Swizzle and I are in Florida now and I am feeding him Honest Kitchen - dehydrated raw. Looks yucky to me but Swizzle likes it. He seems to be eating more than expected so I am going to have to try to find more - I think I will be a day short.


----------



## fjm (Jun 4, 2010)

I'm experimenting with home made kibble - it is a work in progress, but the one they are now gobbling as treats is one pound (450g) raw minced chicken, around the same quantity very soft cooked short grain rice (cooked in salt free stock) and a couple of eggs, whooshed to a soft mixture, then twice baked, and left in a very low oven till dry. Like you I am happier having something to fall back on on case of emergencies while travelling. Does Panda like sardines? Mine love tinned sardines, and scrambled eggs, and both of those are usually easily available.


----------



## PoodlePowerBC (Feb 25, 2011)

We just went through this, but we were gone for nearly 2 weeks. I fed Russell Ziwi Peak Venison. He is a standard on Prey Model Raw who prefers his meals FROZEN (go figure), and there is NO way I could have kept that much raw frozen. I did add pro biotic yogurt and pumpkin to the food. It is expensive, but it was only for a couple of weeks 
And to answer your question ... I believe maize refers to corn, which is not a great ingredient in dog food.


----------



## neVar (Dec 25, 2009)

day or two i just go with raw and freeze it- it takes the weekend to thaw mostly anyway- 

if im away for a week or so- i take raw for a couple days- then go dehydrated as long as you find a dehyrdated that's not a bunch of grain/veggies (yes those exist) they usually have no issues


----------



## Panda (Jan 7, 2010)

I have only found 1 dehydrated one and it is SUPER expensive.
You have to buy it in bulk too so cant just try 1 packet.


----------



## fjm (Jun 4, 2010)

Have you tried Orijen, Panda? It is expensive, but it is available in 400g bags (at a price!). I am looking out for some postage free to try as an emergency backup. Meanwhile I am still experimenting with home made dry food - chicken and sweet potato is the next idea!


----------



## Panda (Jan 7, 2010)

I have looked at orijen however panda is the most fussy dog ever. I have tried several brands of kibble and if he even bothers to try it, the most he will eat it for is a few days and only tiny amounts.

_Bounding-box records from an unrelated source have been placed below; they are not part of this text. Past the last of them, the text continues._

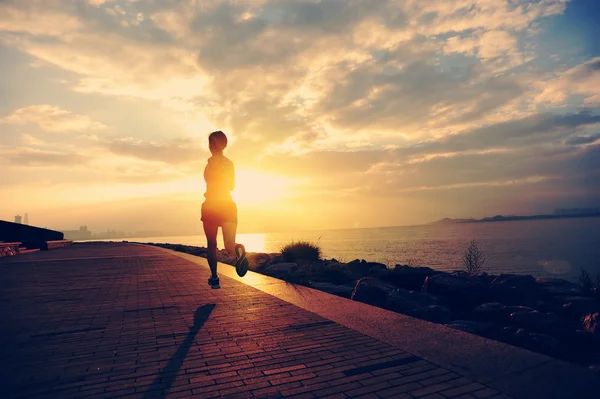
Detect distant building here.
[62,226,92,240]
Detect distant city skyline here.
[0,0,600,233]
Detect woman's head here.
[208,130,227,154]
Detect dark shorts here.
[201,201,237,226]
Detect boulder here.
[583,313,600,337]
[351,277,396,307]
[490,274,539,305]
[523,333,563,355]
[473,302,508,323]
[386,265,440,290]
[510,310,573,336]
[248,253,271,270]
[422,305,454,324]
[423,273,489,307]
[310,283,354,298]
[446,320,493,335]
[386,289,439,313]
[557,296,600,318]
[535,277,584,297]
[265,262,298,278]
[347,259,388,276]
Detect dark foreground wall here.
[0,220,64,242]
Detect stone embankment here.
[146,245,600,371]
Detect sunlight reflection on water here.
[82,218,600,281]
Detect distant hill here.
[429,218,477,224]
[429,208,600,224]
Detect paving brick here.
[377,382,422,398]
[442,382,485,397]
[0,244,516,399]
[409,382,452,398]
[473,388,498,399]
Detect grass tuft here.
[281,241,321,262]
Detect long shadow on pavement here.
[144,303,216,399]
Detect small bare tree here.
[463,240,485,275]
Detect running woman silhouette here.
[202,130,248,288]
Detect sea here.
[83,217,600,281]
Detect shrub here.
[281,241,321,262]
[578,268,600,298]
[463,240,485,275]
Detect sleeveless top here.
[204,155,235,202]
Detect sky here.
[0,0,600,234]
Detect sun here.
[231,169,294,206]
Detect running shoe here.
[235,244,248,277]
[208,277,221,290]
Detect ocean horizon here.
[83,218,600,281]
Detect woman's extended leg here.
[203,222,219,278]
[221,222,237,255]
[222,222,248,277]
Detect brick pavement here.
[0,244,508,399]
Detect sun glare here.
[232,169,292,206]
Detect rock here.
[583,313,600,337]
[249,253,271,269]
[387,289,439,313]
[535,277,584,296]
[515,328,529,337]
[490,274,539,305]
[351,277,395,307]
[265,262,298,278]
[473,302,508,323]
[557,296,600,318]
[510,310,574,336]
[500,326,518,342]
[524,333,563,355]
[310,283,354,298]
[446,320,493,335]
[477,272,498,286]
[347,259,388,276]
[422,305,454,324]
[387,265,440,290]
[423,273,489,307]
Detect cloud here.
[104,138,207,165]
[0,105,106,133]
[536,57,600,106]
[0,147,91,168]
[0,0,83,37]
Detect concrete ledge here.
[160,248,600,399]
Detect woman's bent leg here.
[221,222,237,255]
[203,222,219,277]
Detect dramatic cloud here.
[0,0,600,231]
[0,105,106,133]
[106,139,207,164]
[0,147,90,168]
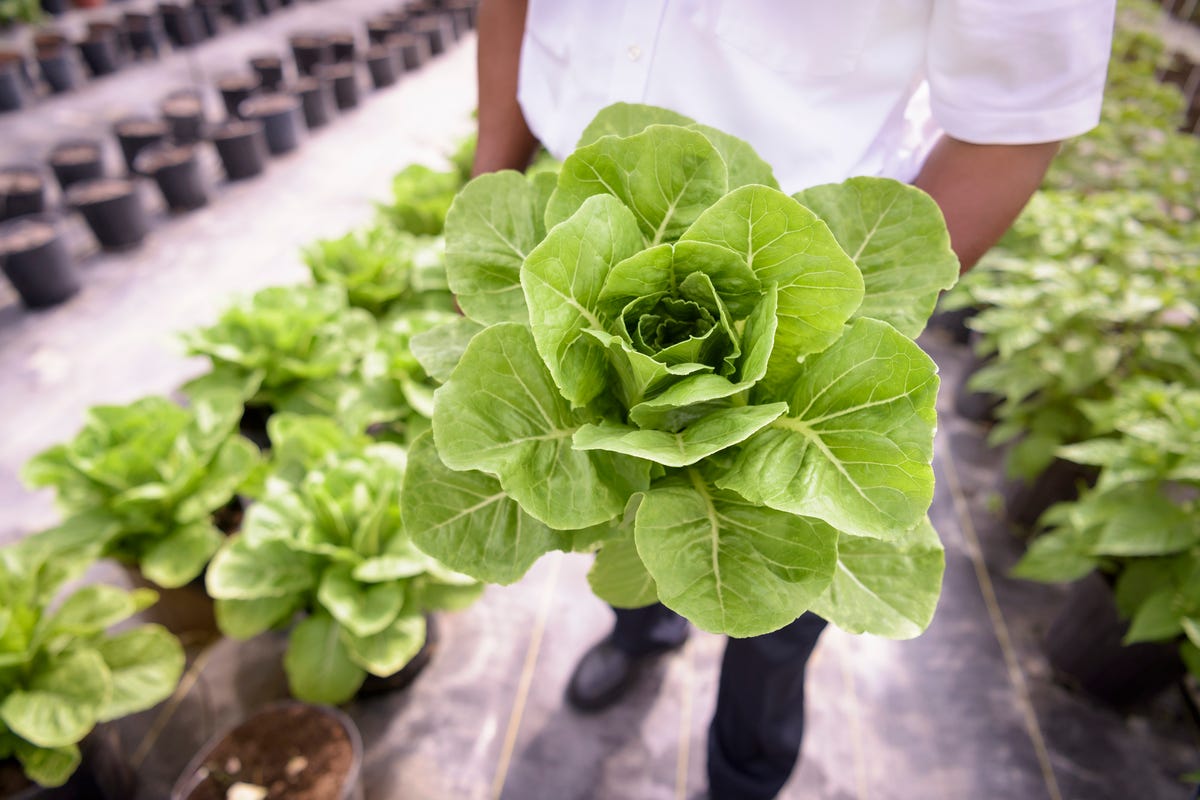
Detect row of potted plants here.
[7,133,481,799]
[946,1,1200,704]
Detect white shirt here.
[518,0,1115,192]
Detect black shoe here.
[566,637,688,711]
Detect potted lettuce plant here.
[402,104,958,638]
[206,434,480,704]
[0,524,184,800]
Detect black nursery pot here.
[366,44,400,89]
[388,34,430,72]
[113,116,169,175]
[160,89,205,144]
[37,46,78,95]
[217,76,260,119]
[288,34,334,76]
[138,144,209,211]
[0,217,79,308]
[78,29,121,78]
[0,167,46,221]
[48,139,104,191]
[241,94,302,156]
[250,55,283,91]
[212,120,266,181]
[67,178,150,249]
[292,77,334,131]
[320,64,359,112]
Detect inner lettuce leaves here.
[401,103,958,638]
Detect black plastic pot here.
[79,30,121,78]
[217,74,260,119]
[113,116,170,175]
[67,178,150,249]
[0,217,79,308]
[250,55,283,91]
[388,34,430,72]
[138,144,209,211]
[0,167,46,221]
[240,94,304,156]
[288,34,334,76]
[170,702,364,800]
[320,64,359,112]
[48,139,104,191]
[37,46,78,95]
[212,120,266,181]
[160,89,205,144]
[292,77,334,131]
[365,44,400,89]
[1044,572,1186,708]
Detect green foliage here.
[402,104,958,637]
[206,434,479,703]
[24,392,258,588]
[0,525,184,787]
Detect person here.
[465,0,1115,800]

He would never eat enough to maintain his weight at all.

Even with raw food he is fussy and wont eat the prize choice blocks of chicken (or any other block except tripe) despite LOVING fresh chicken from when I give him offcuts. He keeps going off the natures menu frozen nuggets and wont eat them (i was giving the banquet nuggets as they have liver etc in). Fresh liver and meat from the supermarket he likes but this is obviously much more expensive than buying the dog frozen meats.

He is just super fussy! Very annoying!


----------



## fjm (Jun 4, 2010)

Lol - Sophy is not keen on kibbles, either, although having Poppy trying to steal it does make her more enthusiastic! The home made seems to get gobbled, though. I'm buying DAF minces at the moment - they have the right proportion of bone etc, and the dogs seem to prefer them to Prize Choice. They are also considerably cheaper! I get heart, liver and kidney from Morrisons and divide it into small portions before freezing. I've just bought a couple of huge bags of chicken portions from Sainsbury's to tide me over till the next delivery date - they will have some raw, and some I'll cook - both cats and dogs will be in heaven!


----------



## Panda (Jan 7, 2010)

I need to clear some freezer space before ordering online.

For lunch today he has had some bits of heart, some minced beef, minced lamb and tripe.... he ate some of the minced beef, put some of the lamb mince of the rug in the office then went outside. FUSSY BOY!!


----------